Une fois libérés, les uns rentrent en Algérie mais d'autres restent en Nouvelle-Calédonie. On peut être amené à penser qu'ils n’ont pas choisi de s’installer et qu’ils auraient aimé rentrer eux aussi. A titre d’exemple, l’on tente par tous les moyens de retenir Boumezrag, qui représente toujours une menace et ce dernier serait même entré dans l’armée française pour mener une répression, avec cinquante autre soldats algériens, contre la révolte d’une minorité Calédonienne, les Canaques.Aujourd’hui, il reste encore des traces de la présence de ses kabyles dans le Pacifique. En effet, assez prêt de Nouméa, chef-lieu de la Province Sud, se trouve la « Vallée des arabes » et non loin de la il y a le cimetière des Arabes où sont enterrés les anciens déportés algériens. Les personnes sont enterrées dans le pur rite musulman, tombes orientées vers la Mecque. En plus du cimetière, on retrouve aussi des populations qui s’efforcent de ne pas « oublier » leur culture et leurs traditions. Ils parlent en effet certains mots d’arabe, font parti d’une association de musulmans de la région, ils ont aussi une mosquée et un centre religieux où l’on célèbre toutes les fêtes musulmanes. En pénétrant dans le Nessadiou (vallée des arabes), on a l’impression de se retrouver dans un véritable petit village kabyle.

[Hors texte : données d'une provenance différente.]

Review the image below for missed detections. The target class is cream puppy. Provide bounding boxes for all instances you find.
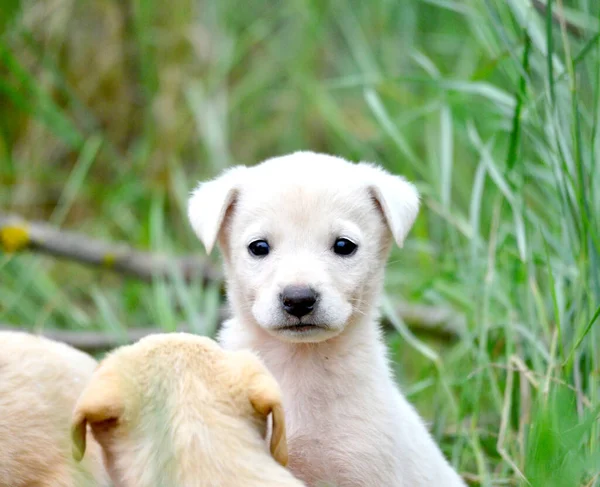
[0,331,108,487]
[188,152,464,487]
[72,333,303,487]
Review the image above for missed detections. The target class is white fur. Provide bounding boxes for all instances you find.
[189,152,465,487]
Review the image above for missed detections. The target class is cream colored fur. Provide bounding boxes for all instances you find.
[72,333,303,487]
[0,332,108,487]
[188,152,464,487]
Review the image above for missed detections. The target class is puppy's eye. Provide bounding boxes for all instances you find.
[248,240,270,257]
[333,238,358,256]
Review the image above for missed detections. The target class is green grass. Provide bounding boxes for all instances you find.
[0,0,600,487]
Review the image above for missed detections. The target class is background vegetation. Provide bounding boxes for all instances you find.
[0,0,600,487]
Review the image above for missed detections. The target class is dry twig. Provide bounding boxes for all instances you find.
[0,213,465,352]
[0,213,222,281]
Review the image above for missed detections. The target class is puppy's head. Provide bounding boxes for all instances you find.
[71,333,287,487]
[188,152,419,342]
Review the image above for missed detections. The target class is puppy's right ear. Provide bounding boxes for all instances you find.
[71,366,123,462]
[188,166,246,254]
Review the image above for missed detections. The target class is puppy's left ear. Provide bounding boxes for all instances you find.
[71,366,123,462]
[188,166,246,254]
[368,165,420,248]
[250,372,288,467]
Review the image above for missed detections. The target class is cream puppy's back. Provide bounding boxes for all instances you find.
[0,332,108,487]
[72,333,302,487]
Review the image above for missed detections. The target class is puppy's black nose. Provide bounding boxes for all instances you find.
[281,286,319,318]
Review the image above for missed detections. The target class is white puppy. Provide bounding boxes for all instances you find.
[188,152,464,487]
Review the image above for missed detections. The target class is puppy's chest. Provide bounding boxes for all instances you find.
[276,369,394,487]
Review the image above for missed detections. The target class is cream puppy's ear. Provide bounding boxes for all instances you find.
[362,163,420,248]
[71,366,123,462]
[250,373,288,467]
[188,166,247,254]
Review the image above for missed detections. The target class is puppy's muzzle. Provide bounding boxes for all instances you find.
[281,285,319,318]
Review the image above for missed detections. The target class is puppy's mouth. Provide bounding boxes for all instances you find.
[276,322,328,333]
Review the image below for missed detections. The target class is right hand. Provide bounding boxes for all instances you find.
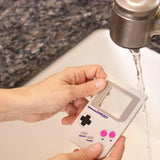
[48,136,125,160]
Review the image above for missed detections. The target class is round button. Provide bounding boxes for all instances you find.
[109,131,116,138]
[101,130,107,137]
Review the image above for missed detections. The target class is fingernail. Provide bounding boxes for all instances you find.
[95,79,105,88]
[90,143,102,152]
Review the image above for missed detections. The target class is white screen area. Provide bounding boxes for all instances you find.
[100,87,132,118]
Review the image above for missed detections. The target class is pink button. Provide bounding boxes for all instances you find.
[101,130,107,137]
[109,131,116,138]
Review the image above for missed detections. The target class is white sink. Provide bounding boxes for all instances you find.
[0,30,160,160]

Centre Islamique de Nessadiou

Ainsi, l’insurrection contre la puissance coloniale française menée par El Mokrani s’étend dans tout le nord du pays. Apres l’arrestation de Boumezrag, l’armée française parvient à mettre fin au soulèvement et condamne les chefs de la résistance. Le verdict mène les chefs et par la suite la population ayant participé à l’insurrection en Nouvelle-Calédonie ; condamnés à l’exil.Environ 200000 insurgés rejoignent les bagnes après une traversée longue et pénible. Tout au long du voyage, les « Kabyles du Pacifique » sont enfermés dans des cages et transportés dans des conditions malaisées: beaucoup meurent de maladie et de faim avant d’atteindre l’île.Arrivés en Nouvelle Calédonie, ils sont placés dans les bagnes. Par ailleurs ils participent au peuplement de l’archipel en fournissant une main d’œuvre importante utilisée pour bâtir les prisons et urbaniser le territoire. Certains assignés peuvent cependant servir les colons libres mais la majorités des détenus restent dans les prisons où ils côtoient les communards parisiens. Ces deux catégories d’insurgés s’unissent par un lien de solidarité renforcé par un même sentiment d’injustice et d’éloignement. Ainsi, l’amnistie dont bénéficient les communards français mènera par la suitela grâce des insurgés Kabyles.